Baylor basketball coach credits ‘Christ-centered program’ after winning 1st championship (interview)

Fostering a Christ-first, others-second team model, the Baylor University Bears won their first NCAA men’s basketball national title earlier this month, completing a championship turnaround over 17 years after scandal and murder rocked the program.

But unlike many other Division I basketball teams, the Bears took steps to ensure Christ was at the center of their program, not selfish ambition. 

Moments after clinching the national title and being presented with the national championship trophy, Baylor Coach Scott Drew told CBS’ Jim Nantz that his team plays with a “culture of J.O.Y.,” which stands for “Jesus, Others and then Yourself.”

Drew, who has been the men’s head basketball coach at the Waco, Texas-based university since 2003, told The Christian Post in an interview last Friday that the “culture of J.O.Y.” motto factors into how the team seeks to honor God and love others.

“J.O.Y., it’s pretty simple, ‘Jesus, Others, Yourself. [Its] very easy to remember and yet so hard to do.

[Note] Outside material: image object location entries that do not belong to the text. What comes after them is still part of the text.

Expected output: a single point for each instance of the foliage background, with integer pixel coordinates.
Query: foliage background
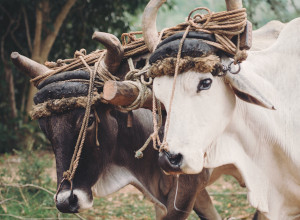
(52, 29)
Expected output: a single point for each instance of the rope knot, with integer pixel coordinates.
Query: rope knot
(240, 56)
(67, 175)
(197, 19)
(81, 52)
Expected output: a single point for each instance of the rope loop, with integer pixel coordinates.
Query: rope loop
(198, 18)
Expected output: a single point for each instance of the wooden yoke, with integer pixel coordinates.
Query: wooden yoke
(123, 94)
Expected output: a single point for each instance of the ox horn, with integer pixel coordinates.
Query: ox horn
(114, 48)
(233, 4)
(149, 23)
(28, 66)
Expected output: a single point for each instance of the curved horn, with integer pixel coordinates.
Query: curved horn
(234, 4)
(114, 48)
(149, 23)
(28, 66)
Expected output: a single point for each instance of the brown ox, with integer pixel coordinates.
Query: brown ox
(106, 168)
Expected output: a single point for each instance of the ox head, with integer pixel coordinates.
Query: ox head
(203, 103)
(63, 125)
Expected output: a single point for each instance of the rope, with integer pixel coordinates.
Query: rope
(223, 25)
(69, 174)
(164, 145)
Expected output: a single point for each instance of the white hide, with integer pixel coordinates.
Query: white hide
(83, 199)
(266, 35)
(213, 127)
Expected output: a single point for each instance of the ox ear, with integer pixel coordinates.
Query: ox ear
(245, 90)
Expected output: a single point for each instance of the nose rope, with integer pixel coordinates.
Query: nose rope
(97, 123)
(164, 145)
(69, 174)
(176, 193)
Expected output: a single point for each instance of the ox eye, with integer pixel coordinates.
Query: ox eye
(91, 120)
(204, 84)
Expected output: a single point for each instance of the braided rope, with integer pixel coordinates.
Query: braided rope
(69, 174)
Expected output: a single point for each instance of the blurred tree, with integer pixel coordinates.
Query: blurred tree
(42, 30)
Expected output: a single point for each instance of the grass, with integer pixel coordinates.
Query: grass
(23, 198)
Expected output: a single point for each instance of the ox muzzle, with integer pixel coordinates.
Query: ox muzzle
(68, 201)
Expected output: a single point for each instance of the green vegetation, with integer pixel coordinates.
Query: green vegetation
(26, 192)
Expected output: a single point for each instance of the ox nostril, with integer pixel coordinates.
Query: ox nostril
(67, 203)
(175, 159)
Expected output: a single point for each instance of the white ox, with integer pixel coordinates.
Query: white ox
(214, 127)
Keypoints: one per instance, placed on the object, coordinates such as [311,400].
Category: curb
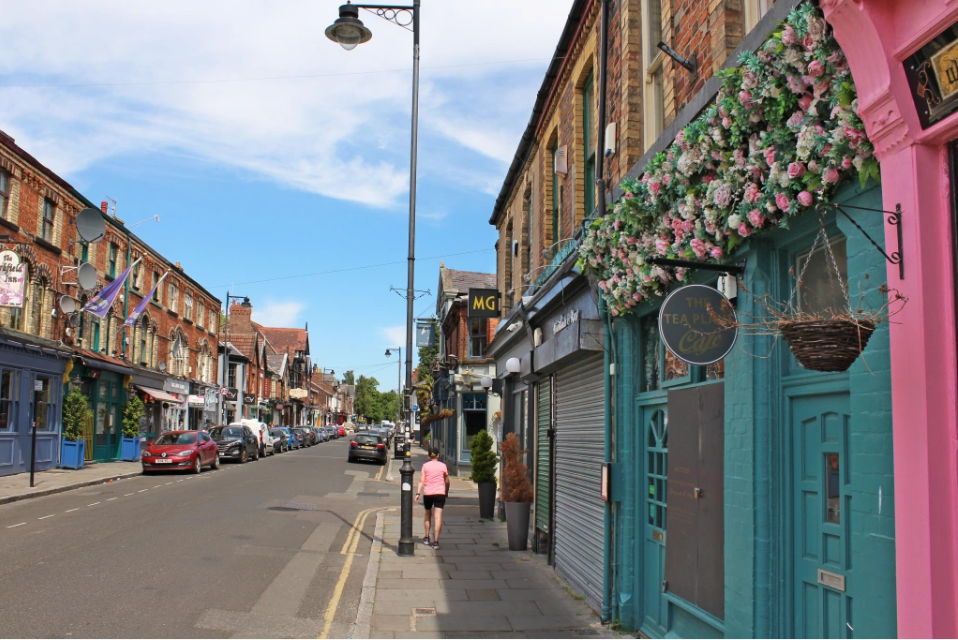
[367,598]
[67,487]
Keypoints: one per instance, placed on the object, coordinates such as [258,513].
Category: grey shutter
[543,454]
[580,451]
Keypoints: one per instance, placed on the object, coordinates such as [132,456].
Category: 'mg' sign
[483,303]
[688,329]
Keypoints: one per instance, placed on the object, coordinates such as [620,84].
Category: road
[254,550]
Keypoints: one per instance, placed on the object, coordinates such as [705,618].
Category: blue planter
[130,449]
[71,454]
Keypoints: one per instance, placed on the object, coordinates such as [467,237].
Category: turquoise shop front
[752,497]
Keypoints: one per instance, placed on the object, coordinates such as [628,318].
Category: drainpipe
[603,315]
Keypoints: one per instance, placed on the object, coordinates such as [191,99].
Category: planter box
[130,449]
[71,454]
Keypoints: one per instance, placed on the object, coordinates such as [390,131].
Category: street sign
[689,330]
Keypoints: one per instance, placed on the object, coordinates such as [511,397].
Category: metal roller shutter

But at the end of the day, we want to make sure we always honor and give credit to Jesus first, and our teammates and others second, and talk about ourselves third,” Drew, the son of National Collegiate Basketball Hall of Fame coach Homer Drew, explained.

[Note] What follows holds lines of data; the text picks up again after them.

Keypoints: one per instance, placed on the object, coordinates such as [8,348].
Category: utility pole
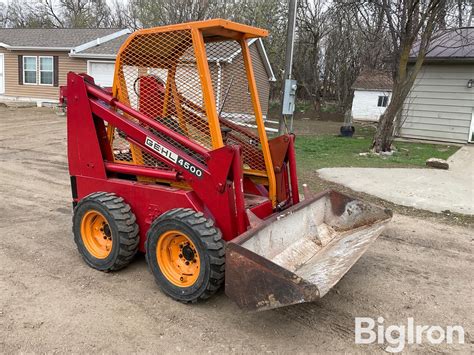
[289,92]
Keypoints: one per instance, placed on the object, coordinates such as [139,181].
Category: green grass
[315,152]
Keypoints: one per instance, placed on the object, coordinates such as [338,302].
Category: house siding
[440,106]
[364,105]
[14,90]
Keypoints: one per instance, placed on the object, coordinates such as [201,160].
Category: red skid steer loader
[175,162]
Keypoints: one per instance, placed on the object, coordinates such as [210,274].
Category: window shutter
[20,70]
[56,70]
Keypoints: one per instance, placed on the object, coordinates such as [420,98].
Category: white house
[372,92]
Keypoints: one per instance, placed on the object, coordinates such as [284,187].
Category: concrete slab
[428,189]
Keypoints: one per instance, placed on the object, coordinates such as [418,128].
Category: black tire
[123,230]
[209,245]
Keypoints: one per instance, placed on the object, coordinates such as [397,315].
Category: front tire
[186,255]
[105,231]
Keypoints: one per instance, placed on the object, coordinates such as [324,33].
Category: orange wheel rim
[178,258]
[96,234]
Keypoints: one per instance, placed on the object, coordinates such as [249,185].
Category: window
[383,101]
[46,70]
[38,67]
[29,70]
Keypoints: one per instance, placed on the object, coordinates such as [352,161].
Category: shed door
[2,74]
[102,72]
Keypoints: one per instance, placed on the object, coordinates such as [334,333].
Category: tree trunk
[384,135]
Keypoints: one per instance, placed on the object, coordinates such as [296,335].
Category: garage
[101,71]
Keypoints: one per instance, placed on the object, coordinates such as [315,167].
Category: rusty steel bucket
[299,255]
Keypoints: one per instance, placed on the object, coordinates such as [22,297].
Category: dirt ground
[50,301]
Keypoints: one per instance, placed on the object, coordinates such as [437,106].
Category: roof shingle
[373,80]
[51,37]
[451,45]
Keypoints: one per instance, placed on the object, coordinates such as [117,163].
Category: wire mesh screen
[233,101]
[158,76]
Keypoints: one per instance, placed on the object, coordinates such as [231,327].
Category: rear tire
[105,231]
[186,254]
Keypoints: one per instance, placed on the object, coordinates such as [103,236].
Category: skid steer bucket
[299,255]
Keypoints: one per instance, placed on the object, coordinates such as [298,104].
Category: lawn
[322,151]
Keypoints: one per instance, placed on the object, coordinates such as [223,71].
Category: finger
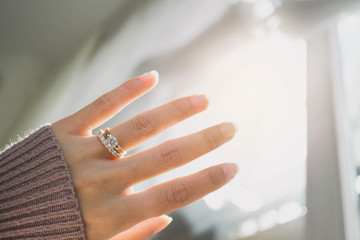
[177,152]
[111,102]
[144,126]
[145,229]
[169,196]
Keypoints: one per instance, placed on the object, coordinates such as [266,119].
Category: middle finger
[136,130]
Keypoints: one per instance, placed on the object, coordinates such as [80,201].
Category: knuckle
[181,107]
[211,140]
[143,125]
[169,155]
[103,102]
[178,195]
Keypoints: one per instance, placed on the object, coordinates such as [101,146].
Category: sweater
[37,198]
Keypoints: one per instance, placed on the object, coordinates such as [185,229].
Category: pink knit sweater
[37,198]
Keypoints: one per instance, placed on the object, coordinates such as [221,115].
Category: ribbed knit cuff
[37,198]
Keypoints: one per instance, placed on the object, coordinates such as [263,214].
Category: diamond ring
[111,143]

He said all Baylor coaches strive for their team to play selflessly. But with a Christ-centered approach to life, this is easier to achieve.

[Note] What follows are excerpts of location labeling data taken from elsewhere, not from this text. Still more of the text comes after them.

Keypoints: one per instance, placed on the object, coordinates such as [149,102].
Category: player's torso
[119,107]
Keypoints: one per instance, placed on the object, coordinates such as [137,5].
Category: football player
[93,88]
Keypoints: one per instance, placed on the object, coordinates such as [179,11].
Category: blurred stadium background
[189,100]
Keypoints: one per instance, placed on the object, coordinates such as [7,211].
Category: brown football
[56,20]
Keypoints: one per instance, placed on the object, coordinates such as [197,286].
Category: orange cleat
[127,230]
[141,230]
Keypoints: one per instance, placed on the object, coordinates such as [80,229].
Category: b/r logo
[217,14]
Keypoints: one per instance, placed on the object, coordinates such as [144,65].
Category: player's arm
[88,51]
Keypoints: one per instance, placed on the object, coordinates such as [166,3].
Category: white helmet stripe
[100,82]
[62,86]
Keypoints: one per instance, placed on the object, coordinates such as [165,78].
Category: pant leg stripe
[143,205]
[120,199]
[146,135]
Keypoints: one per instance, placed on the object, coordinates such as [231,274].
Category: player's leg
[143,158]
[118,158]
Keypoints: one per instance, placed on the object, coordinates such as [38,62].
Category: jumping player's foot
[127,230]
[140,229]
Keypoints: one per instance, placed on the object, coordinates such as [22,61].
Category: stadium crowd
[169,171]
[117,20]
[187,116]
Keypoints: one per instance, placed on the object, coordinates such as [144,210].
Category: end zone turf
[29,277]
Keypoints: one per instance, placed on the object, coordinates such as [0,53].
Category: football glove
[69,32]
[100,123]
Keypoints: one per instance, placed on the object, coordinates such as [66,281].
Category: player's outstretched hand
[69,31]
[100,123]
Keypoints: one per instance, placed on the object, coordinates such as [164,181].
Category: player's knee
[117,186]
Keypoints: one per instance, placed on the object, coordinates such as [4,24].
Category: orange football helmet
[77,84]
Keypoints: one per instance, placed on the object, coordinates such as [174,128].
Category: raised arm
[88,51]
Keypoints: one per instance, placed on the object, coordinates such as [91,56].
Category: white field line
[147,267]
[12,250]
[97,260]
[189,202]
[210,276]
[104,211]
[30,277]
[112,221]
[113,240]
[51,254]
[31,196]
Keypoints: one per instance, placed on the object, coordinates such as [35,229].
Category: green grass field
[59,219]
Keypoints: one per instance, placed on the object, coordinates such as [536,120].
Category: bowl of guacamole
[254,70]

“As coaches, your mission and goal for any team is to put your teammates in front of yourself,” he said. “Obviously, the only person you would want before others would be God. So if you could keep that priority, then obviously you’re playing selfless, you’re playing for others, you don’t have the pressure on yourself to perform.”

“At the same time, as we get older in life, you know it’s much better to give than to receive. Yet, obviously, with sin in the world, we get prideful, we get jealous, we want to get the attention. So it’s a constant battle …,” he continued. “It’s such a hard thing to actually enact. So you do have to love your teammates to put them in front of you, and it’s only through God’s grace and mercy are we able to do those kinds of things.”

Since Baylor is a Christian university — one of America’s largest Baptist universities — there are many ways for team members to become active in their faith. But the coaches seek to integrate faith into the team’s routine.